“And when someone apologizes to you enough times for things they’ll never stop doing, I think it’s FEARLESS to stop believing them. It’s FEARLESS to say “you’re not sorry” and walk away.”
- Taylor Swift
I received an email a couple of weeks ago asking if I believed there were any circumstances where family estrangement is okay. I have written about this before, at some length, so I will keep this brief.
Family estrangement trips off a variety of intra-familial patterns and effects, which are seldom limited to the two (or sometimes more) people in question. The legacy of estrangement encompasses other people, other relationships and very often crosses generations. In a family, estrangement may lead to patterns of estranging behaviour as a means of dealing with conflict or managing heightened emotion. We repeat what we know.

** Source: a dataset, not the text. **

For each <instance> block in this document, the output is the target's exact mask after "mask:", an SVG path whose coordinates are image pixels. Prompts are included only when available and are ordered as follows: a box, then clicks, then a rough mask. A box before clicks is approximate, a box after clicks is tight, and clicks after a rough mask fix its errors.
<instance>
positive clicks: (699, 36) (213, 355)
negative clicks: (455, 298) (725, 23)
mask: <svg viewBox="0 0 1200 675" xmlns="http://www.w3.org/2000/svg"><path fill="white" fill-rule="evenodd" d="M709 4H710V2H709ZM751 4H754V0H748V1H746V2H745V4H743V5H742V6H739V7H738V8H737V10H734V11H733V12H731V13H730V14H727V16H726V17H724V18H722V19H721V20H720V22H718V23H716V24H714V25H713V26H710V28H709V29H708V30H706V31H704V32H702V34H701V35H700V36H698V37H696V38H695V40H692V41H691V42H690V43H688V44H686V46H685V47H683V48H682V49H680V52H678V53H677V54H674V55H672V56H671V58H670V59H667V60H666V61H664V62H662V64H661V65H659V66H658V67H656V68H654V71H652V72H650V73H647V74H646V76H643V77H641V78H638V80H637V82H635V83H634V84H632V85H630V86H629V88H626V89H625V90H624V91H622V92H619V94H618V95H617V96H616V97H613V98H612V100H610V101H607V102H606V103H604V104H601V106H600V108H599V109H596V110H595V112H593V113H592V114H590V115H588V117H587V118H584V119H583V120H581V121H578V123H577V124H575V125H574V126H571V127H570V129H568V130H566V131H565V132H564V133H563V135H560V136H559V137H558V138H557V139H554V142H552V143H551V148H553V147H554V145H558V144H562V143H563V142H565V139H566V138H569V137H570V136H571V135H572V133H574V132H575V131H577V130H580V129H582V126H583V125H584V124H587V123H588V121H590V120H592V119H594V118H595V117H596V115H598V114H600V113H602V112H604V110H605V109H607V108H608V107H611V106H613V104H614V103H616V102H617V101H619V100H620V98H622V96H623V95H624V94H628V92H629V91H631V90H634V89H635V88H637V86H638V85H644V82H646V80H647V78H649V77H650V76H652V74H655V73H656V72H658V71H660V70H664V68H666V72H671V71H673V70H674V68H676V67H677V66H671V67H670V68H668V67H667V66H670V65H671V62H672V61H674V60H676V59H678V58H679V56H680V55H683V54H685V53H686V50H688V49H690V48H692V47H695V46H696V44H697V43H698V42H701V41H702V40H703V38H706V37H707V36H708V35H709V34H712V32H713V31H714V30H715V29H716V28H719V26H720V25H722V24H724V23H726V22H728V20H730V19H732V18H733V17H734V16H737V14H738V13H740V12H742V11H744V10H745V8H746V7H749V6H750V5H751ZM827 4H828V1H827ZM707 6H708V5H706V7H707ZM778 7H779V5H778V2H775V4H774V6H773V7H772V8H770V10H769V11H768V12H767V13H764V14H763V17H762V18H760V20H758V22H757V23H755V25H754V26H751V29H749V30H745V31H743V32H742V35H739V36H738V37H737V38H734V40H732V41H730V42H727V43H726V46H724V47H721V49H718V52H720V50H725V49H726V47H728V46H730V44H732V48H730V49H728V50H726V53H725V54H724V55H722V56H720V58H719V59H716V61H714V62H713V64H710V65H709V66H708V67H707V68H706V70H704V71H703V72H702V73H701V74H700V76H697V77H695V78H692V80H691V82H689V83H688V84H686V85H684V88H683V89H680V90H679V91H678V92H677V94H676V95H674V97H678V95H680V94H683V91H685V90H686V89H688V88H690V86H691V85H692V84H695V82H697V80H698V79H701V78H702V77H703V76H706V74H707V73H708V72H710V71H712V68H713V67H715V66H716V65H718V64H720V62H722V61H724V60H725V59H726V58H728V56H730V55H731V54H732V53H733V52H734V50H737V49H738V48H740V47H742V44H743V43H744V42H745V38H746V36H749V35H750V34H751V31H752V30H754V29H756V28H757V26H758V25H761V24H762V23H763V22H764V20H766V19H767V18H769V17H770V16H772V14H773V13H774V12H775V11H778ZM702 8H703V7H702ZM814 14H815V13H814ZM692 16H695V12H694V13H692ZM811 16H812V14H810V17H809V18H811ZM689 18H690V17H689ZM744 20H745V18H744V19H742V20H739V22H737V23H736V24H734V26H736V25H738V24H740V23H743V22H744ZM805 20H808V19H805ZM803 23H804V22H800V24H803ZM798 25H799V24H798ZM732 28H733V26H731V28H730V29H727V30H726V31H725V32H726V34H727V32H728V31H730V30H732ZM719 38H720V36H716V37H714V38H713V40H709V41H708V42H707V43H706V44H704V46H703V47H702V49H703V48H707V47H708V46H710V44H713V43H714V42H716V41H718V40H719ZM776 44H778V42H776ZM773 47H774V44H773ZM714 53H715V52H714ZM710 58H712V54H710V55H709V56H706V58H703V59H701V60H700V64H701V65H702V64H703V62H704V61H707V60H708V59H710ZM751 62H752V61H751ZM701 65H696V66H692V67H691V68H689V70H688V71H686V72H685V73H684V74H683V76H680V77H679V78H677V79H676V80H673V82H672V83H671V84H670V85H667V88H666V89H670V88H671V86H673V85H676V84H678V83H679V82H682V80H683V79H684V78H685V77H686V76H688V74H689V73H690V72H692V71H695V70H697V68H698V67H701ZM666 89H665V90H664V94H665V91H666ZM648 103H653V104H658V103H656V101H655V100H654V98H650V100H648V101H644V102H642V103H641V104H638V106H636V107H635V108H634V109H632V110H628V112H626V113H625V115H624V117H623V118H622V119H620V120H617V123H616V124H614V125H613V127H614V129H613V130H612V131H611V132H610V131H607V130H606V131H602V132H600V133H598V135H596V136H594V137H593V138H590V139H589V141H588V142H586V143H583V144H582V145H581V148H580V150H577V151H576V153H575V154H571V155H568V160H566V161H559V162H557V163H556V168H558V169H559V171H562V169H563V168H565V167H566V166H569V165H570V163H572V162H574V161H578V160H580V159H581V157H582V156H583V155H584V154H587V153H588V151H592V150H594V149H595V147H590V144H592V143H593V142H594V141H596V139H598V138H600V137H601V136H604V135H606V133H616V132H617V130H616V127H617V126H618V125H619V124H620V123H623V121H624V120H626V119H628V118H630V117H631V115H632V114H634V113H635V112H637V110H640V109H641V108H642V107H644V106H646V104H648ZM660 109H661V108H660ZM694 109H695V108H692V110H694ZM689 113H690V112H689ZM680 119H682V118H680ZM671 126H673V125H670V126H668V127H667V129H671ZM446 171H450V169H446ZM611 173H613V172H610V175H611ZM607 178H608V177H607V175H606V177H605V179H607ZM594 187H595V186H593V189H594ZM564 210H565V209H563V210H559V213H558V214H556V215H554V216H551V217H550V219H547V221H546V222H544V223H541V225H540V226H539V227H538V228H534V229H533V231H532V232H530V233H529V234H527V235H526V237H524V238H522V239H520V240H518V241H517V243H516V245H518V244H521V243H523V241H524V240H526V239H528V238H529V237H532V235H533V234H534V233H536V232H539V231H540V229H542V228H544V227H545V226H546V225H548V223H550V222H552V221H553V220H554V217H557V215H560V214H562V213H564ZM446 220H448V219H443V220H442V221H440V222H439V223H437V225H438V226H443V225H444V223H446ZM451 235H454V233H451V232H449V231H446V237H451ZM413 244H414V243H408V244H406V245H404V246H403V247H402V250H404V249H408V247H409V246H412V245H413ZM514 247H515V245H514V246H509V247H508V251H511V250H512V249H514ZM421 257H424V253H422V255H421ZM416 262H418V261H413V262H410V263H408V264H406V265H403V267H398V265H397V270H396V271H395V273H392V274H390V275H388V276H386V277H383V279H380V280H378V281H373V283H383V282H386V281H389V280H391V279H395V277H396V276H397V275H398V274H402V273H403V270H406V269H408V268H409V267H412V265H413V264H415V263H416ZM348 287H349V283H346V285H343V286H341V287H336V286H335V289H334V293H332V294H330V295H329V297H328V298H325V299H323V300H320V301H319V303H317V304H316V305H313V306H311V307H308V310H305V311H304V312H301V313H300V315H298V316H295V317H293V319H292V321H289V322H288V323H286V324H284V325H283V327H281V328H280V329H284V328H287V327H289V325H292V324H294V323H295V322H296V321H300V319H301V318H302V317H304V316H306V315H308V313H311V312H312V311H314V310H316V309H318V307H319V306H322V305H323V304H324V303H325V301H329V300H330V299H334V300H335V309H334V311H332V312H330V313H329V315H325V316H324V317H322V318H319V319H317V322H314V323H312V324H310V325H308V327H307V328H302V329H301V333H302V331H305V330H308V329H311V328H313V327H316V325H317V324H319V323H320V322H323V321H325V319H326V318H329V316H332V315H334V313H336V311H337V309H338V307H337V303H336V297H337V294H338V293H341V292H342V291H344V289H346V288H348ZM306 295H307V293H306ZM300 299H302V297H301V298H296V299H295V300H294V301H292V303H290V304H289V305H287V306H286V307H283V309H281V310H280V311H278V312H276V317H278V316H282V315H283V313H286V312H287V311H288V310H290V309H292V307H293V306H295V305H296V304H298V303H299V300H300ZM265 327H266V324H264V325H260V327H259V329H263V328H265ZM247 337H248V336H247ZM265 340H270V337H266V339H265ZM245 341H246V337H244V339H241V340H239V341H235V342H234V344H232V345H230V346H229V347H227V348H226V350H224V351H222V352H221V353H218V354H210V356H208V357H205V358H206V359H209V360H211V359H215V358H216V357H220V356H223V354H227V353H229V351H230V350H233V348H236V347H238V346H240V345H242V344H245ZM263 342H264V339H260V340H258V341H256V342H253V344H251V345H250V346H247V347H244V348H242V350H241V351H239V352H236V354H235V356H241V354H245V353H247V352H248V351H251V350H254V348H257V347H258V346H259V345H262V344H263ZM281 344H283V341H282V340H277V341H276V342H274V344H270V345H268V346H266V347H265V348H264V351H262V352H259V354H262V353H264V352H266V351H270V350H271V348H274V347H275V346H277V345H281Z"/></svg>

Estrangement messes with healthy attachments between people and can create difficulties with healthy attachments in other relationships. Estrangement disconnects us from our tribe, our family, which are deeply connected to our sense of self concept, self worth and self esteem. Estrangement removes us from the fire (sometimes) but it does nothing to deal with our burns. If we estrange, we must do so with the profound understanding that estrangement is a medicine that can hurt as much as it heals.
Considered decision making
All that said, there is nothing to be gained by maintaining and trying to survive dysfunctional, painful, toxic and abusive relationships. There is also no one simple answer to whether estrangement is a reasonable solution or not. Sometimes it is. We each have to work that out.
If someone is hurting you and shows no sign of stopping, you need to remove yourself from harms way. Apologies without a change of behaviour aren’t worth the breath it takes to utter them. When you have told someone how their behaviour hurts you, wounds you and impacts you and they go on to do it again … and again … and again – their behaviour speaks louder than their words. When someone has been fully informed and is well aware that their behaviour harms you and they persist and do it again anyway, their actions become willful harm and willful harm is abusive.
The notion of self protection is foundational to self care, loving and looking after you. It’s not a cop out to walk away from destructive relationships. Often the simpler (and equally as problematic) solution is to stay put. It can take immense courage to walk away. Let’s not forget that.